No século XX, escolas de pensamento crítico iniciaram um processo de interrogação a respeito das conseqüências que os novos meios de comunicação poderiam inferir na sociedade. Havia a desconfiança que o surgimento do cinema, rádio e televisão pudessem enfraquecer a democracia e o livre pensar do ser humano.

Os filósofos da escola de Frankfurt, exilados nos EUA, durante a Segunda Guerra, criticam a transformação cultural norte-americana e , na década de 60, o grupo de Birmingham funda os “cultural studies”. O Instituto de Pesquisa Social, afiliado à Universidade de Frank Furt, tinha inspirações maxistas e o engajamento da crítica política sobre os dois partidos operários alemães.

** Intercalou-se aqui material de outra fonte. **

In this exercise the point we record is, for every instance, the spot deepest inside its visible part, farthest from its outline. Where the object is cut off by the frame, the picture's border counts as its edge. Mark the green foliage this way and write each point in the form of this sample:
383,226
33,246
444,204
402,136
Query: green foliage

O Instituto sobrevive aos tempos de Hitler graças ao financiamento de empresários judeus. Theodor Adorno, musiólogo e filósofo, é convidado a elaborar pesquisas no Instituto sobre os efeitos culturais do programas de rádio. Adorno inicia criticando o estatuto da música que integrava a arte musical ao sistema industrial. Em parceria com Max Horkheimer, nos anos 40, cria o conceito de indústria cultural contemporânea.

A produção cultural, em seus estudos, é vista como formadora de mercadorias. Produtos culturais como filmes, programas de rádio e revistas seriam comparados em seus processos de produção ao ritmo de produção no planejamento e concepção de um automóvel em série. A indústria cultural forneceria bens padronizados simplesmente para satisfazer a diversos níveis de demanda por cultura e entretenimento.